Two virtuosos enlist the aid of vocalists in the service of their compositional, improvisational, and lyrical aspirations. To say the results vary wildly would be an understatement bordering on deceit. Parker's project is a relatively pleasant diversion which suffers mostly as a result of his absence on nine of the record's fifteen tracks (although all music and words are credited to him). Braxton's blunder, however, was his choice of an utterly soulless, uncharismatic Wesleyan University twit to intone tepid sociocultural criticism in a thoroughly annoying manner over a shifting terrain of alternating reed instruments.

For Song Cycle (Boxholder), Parker went the safe route and recruited veterans of the New York scene, all with lengthy resumes, for his series of songs, each of which, according to his liner notes, is dedicated to "someone or something that has inspired me to do my best as both a musician and as a human being". As you might expect, the offerings here, recorded in 1991 and 1993, exude an elegiac wistfulness that is sometimes cloying, but the strengths of the participating talents are able to overcome and redirect the more syrupy moments.
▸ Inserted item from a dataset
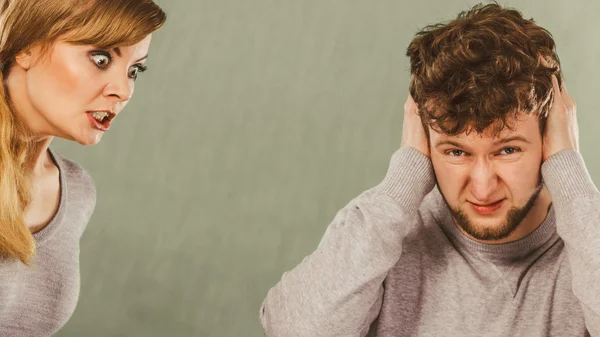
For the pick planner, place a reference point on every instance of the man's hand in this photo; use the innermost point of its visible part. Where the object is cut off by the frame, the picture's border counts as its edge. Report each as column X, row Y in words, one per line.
column 562, row 132
column 413, row 134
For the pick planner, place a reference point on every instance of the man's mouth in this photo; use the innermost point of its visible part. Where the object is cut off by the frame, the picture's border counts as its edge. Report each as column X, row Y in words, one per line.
column 487, row 208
Ellen Christi and William Parker are not strangers to one another, having shared many a stage and studio project including time spent with the Jemeel Moondoc Sextet. Here, Christi wraps her quasi-operatic phrases (wordless and otherwise) around Parker's sinewy bass muscle. Parker, unsurprisingly, sounds marvelous. His superb sense of melody and timing are very much in evidence, especially during the coda of "Hunkpapa Song" and the ecstatic heights and solemn depths of his arco workout on "A Thought For Silence" (which Christi blankets with orgasmic cries, gasps, and wails interspersed with Diamanda Galas-like ululations). The balance of the record is devoted to duets by vocalist and long- standing Parker collaborator Lisa Sokolov (Little Huey Orchestra, Christi's Menage) and pianist Yuko Fujiyama, who played with the One World Ensemble and is a bandleader in her own right. Some of these are smoky, traditional-sounding ballads which would not be out of place on a Sarah Vaughan recording; others veer dangerously close to a sort of soporific New Age lounge act. Song Cycle isn't going to blow the lid off the instrument/voice duo concept, but for fans of the artists there may be enough aural gems to seduce the ear.
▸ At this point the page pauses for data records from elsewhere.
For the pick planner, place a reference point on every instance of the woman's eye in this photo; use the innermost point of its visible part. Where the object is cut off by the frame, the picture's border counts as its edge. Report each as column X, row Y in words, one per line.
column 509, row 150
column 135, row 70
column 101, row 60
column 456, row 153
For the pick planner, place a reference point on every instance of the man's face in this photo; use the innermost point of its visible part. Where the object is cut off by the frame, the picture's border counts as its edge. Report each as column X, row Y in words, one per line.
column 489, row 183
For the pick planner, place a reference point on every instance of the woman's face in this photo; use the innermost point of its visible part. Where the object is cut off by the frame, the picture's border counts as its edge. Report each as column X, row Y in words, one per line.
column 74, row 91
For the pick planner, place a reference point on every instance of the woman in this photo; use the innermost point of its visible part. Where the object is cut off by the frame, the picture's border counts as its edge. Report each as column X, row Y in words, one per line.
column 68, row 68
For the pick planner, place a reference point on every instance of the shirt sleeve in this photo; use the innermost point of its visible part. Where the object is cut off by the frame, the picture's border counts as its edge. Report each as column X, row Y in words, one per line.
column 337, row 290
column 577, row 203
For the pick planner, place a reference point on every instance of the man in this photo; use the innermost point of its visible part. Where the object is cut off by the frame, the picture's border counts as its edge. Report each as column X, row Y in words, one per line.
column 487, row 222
Busy reedman Braxton touts his endeavor, Four Compositions (Duets) 2000 (CIMP) as an interdisciplinary "action experience". His typically oblique accompanying notes confidently, and with much overreaching, attempt to place this collaboration within some sort of significant cultural context. He likens it to an "old fashion vaudeville duo for the adults and children"; he dedicates each composition to a "Master Comedian" (Jonathan WInters, Henny Youngman, Lenny Bruce, Flip Wilson); he throws out references to John Cage, Mingus, Sun Ra, and Ken Nordine; he speaks of "[continuing] the use of real time extraction strategies that have long defined interactive theater possibilities" within the "comedic tradition of the last one hundred years". He blows extended clusters of boiling notes on alto and soprano sax; he waxes pensive on clarinet and contrabass clarinet. But he still can't obscure the excruciating reality of Alex Horwitz's addle-pated contributions to this misguided undertaking. Even Bob Rusch's fawning liner notes, after admitting his initial skepticism, can only offer vague and unconvincing words of praise.
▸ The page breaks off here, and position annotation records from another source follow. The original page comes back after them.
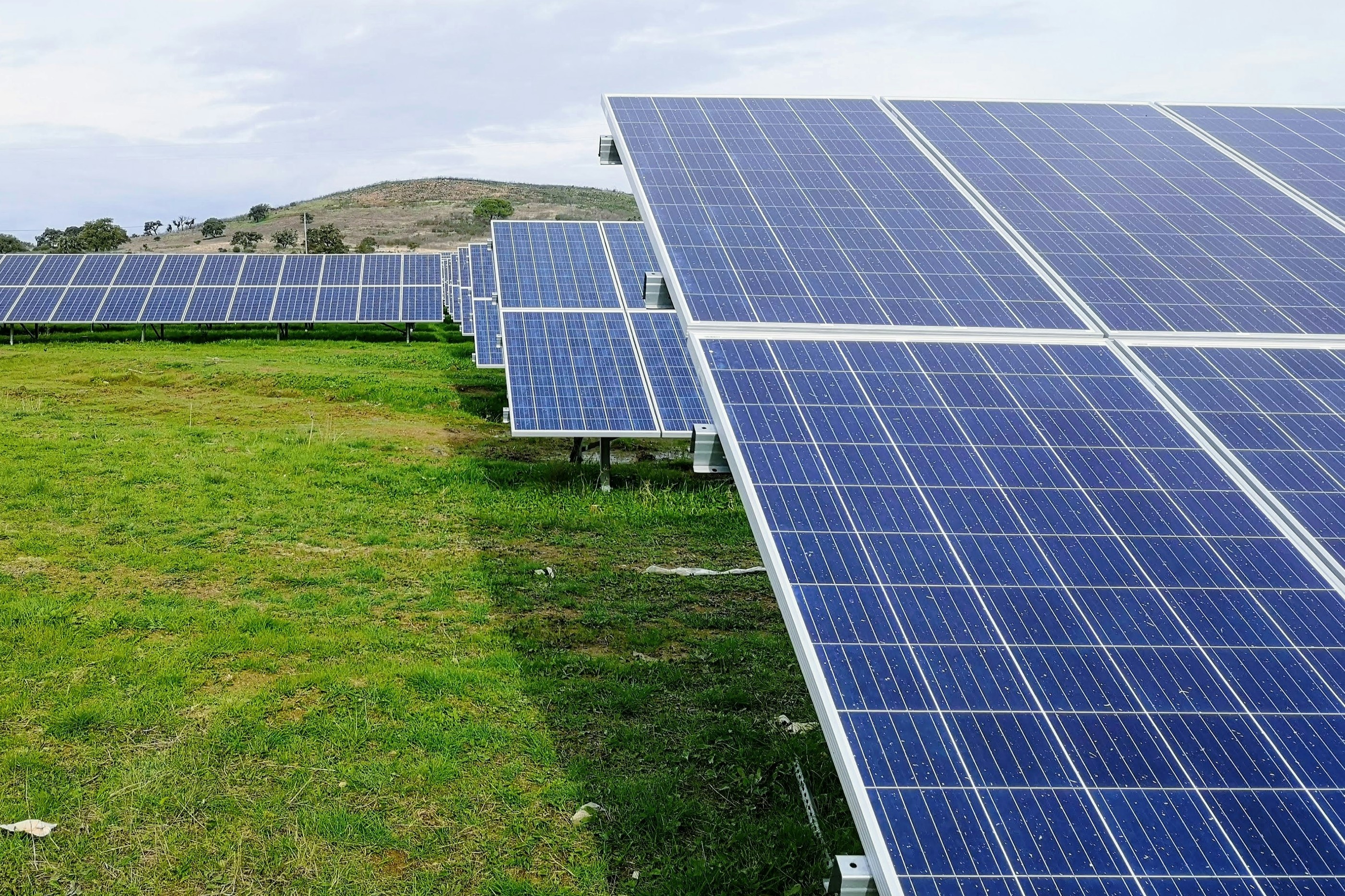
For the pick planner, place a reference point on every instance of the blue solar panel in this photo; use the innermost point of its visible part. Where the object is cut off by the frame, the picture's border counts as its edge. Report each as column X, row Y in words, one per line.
column 677, row 392
column 552, row 264
column 335, row 303
column 210, row 305
column 380, row 303
column 36, row 305
column 575, row 372
column 1059, row 650
column 262, row 271
column 820, row 212
column 632, row 256
column 80, row 305
column 1304, row 147
column 1150, row 225
column 253, row 303
column 123, row 305
column 483, row 271
column 423, row 305
column 1282, row 412
column 486, row 315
Humor and jazz (or any improvised music) are not strange bedfellows. Many artists (albeit with some controversy) exploited the comedic potential of the music as a performative language: Louis Armstrong, Cab Calloway, Slim Gaillard, Roland Kirk, the list goes on. But if this is supposed to be some brave new juxtaposition of two artistic forms, there is one glaring weakness: Horwitz is not in the least bit funny. He riffs on advertising slogans in a tired and derivative manner (his bit about the US Army's recruiting techniques is an outright plagiarism); he reads copy from the New York Post, tacking on insipid one-liners and asides; he reads the Federalist Papers and a book on Freudian theory simultaneously in an attempt to emulate a Burroughs/Gysin cut-up; he stumbles on words from the text he is reading and clumsily attempts to turn it into some kind of improvisational hairpin curve. If I want trenchant observations on the dehumanizing and banal aspects of postmodern consumer culture and celebrity obsession, I'll pick up a Don DeLillo novel. Listening to Horwitz's grating, self-righteous voice with its cumbersome and clueless sense of oh-so-world-weary irony is just an empty exercise. Even if you listen to Rusch's advice to "[divorce yourself] from the language of the words and listen instead to the music of the words", the attempt falls flat. There just isn't a lot of music going on in his vapid, undynamic delivery. Seventy-four minutes of Braxton wearing out reeds while Horwitz pissed in a bucket would have achieved the same effect. Don't waste your time.